The PML-N is looking after its own complaints. “Bilawal never committed resignations and kept saying that after consulting his party, he would do so,” says one legislator from PML-N. He believes that, even though the PPP does not, it is very hard for his faction to go ahead and withdraw. “We’re in a tough situation,” he admits.
It is difficult to gauge the scale of this challenge, but the extent of it is very severe. Party sources say that, regardless of the implications, Mian Nawaz Sharif is fully sure of the righteousness of his militant stance. So far, they note, there is no hint that he is able to accept any choices for the establishment that are more conciliatory. In a dilemma, this leaves several individuals within the group. Their obedience to the leader allows them in letter and spirit to obey his command, although their own reasoning tells them that the group should maintain some dialogue with the state.The DNA of the group is a mu-tated one, one part of it wishes to take on the establishment while the other chooses to involve it, and the mutation refuses to blend into a singularity.
Now within PML-N, the cyclical dominance of one DNA strand over the other is becoming a recurrent phenomenon. The violent DNA erupted in full force in the aftermath of the Panama Papers issue until it weakened when Nawaz Sharif and Maryam Nawaz went into jail. The conciliatory one then lifted his head. Some backchannel talks followed with Shehbaz Sharif’s leading party strategy, eventually leading to Nawaz Sharif being allowed to leave for London. The violent DNA snarled back into motion after a period of a few months when Shehbaz was apprehended and sent behind bars.This time, Nawaz himself piloted the violence, leading by speeches and protests to more than three months of violent rhetoric. And still, is the rotation of cyclical DNA able to take another turn?
This is where the party stands now, at the cusp of a decision that in the short to medium term will decide its political future. The Shehbaz factor is still alive, still applicable and still relevant. It is inactive, though. And then, unless and until there is a London decision, the group has to do a clever shuffle and get back into the game of control. “Today, we are nowhere close to such a decision,” a party leader acknowledges, noting, “we may need to start talking about this within ourselves.”

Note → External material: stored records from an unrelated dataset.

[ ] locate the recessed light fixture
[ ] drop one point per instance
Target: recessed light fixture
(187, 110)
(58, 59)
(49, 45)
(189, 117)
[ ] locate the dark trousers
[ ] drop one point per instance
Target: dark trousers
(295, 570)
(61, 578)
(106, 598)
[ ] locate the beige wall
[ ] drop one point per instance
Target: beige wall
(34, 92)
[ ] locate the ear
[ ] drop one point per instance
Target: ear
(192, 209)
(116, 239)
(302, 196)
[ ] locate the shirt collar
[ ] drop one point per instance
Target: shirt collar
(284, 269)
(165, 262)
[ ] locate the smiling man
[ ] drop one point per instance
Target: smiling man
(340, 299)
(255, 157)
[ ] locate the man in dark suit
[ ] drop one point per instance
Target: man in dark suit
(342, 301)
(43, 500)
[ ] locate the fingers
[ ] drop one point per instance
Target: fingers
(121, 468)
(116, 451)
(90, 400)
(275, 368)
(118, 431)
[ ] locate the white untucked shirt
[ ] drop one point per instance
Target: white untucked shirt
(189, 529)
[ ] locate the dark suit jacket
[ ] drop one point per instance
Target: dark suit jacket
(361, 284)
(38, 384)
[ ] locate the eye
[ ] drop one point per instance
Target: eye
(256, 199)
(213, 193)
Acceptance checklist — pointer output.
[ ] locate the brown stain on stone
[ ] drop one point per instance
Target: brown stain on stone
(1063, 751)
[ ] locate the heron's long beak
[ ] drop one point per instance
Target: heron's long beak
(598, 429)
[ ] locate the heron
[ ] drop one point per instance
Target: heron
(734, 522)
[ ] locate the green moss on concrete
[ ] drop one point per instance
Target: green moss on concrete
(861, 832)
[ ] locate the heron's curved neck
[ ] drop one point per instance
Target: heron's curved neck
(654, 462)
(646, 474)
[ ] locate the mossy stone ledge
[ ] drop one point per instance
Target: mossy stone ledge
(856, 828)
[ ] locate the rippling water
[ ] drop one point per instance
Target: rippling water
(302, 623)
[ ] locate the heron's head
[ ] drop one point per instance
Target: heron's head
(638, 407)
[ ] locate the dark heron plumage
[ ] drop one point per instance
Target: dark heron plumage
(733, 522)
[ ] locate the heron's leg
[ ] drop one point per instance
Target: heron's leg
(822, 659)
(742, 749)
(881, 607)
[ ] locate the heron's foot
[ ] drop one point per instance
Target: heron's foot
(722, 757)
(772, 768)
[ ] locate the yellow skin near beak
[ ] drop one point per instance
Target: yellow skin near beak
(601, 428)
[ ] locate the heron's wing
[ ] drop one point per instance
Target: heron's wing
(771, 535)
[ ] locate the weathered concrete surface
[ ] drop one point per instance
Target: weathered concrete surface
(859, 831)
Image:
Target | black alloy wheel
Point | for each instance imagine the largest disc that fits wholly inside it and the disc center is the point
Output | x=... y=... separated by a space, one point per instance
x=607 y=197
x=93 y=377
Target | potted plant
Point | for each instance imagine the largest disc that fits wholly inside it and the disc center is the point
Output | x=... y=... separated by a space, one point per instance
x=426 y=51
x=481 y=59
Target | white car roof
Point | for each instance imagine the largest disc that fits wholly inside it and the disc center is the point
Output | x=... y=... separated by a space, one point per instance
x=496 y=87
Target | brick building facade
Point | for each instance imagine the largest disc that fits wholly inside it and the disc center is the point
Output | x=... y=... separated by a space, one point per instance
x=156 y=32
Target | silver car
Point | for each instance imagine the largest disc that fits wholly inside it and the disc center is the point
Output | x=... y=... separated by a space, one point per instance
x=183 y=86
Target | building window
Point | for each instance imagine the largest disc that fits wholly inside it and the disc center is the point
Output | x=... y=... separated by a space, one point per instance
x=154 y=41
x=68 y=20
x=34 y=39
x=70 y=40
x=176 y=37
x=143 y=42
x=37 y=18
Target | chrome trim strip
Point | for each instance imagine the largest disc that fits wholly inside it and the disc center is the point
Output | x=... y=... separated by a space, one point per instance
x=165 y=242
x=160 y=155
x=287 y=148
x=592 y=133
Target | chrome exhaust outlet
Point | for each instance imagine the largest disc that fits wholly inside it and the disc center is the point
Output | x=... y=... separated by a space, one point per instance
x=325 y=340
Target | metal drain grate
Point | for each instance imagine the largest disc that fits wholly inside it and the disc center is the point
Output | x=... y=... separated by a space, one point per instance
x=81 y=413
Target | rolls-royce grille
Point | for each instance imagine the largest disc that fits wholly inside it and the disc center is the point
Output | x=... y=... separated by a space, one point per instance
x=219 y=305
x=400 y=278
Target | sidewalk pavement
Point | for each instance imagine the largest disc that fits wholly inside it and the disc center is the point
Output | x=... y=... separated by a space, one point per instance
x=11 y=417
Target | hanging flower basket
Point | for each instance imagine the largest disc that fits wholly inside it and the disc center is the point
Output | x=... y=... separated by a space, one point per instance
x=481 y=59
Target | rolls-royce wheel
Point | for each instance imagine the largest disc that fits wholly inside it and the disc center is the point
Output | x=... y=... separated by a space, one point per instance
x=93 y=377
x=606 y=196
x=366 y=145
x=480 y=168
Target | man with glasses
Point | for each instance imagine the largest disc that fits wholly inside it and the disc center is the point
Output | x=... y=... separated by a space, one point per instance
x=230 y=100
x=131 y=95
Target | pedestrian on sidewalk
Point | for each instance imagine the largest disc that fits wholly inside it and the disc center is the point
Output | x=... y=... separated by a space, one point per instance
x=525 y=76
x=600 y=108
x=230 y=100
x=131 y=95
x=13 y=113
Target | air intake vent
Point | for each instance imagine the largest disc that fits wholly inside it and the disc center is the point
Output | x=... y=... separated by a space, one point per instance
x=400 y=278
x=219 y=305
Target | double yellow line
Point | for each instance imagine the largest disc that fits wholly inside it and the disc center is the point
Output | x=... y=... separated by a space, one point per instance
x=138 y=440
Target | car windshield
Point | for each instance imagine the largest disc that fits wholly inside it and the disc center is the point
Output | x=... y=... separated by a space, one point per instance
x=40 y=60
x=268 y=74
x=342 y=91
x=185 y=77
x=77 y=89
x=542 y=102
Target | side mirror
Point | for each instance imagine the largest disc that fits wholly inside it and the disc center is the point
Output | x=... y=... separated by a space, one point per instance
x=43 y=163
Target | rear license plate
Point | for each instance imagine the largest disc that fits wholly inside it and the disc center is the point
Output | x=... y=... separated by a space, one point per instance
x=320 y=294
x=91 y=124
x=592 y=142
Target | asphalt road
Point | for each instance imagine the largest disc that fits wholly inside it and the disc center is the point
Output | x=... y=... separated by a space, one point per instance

That is where the 2021 swagger from PTI comes in. The dominant opinion at internal party meetings is that the PML-N and JUI-F have shot themselves in the foot, so PTI has a full two years plus a barrel of change. This is simpler said than done. The cabinet squad is a disjointed one, according to sources, with loud bickering and one-upmanship a staple at almost any cabinet meeting. It is observed that most ministers talk more about other ministries than about their own. Governance appears to present PTI with a greater challenge than PDM does.
Things can alter if the long march of the opposition takes form. But that’s already at least three months out. Before then, both parties will fight more against their own ghosts than against their political rivals.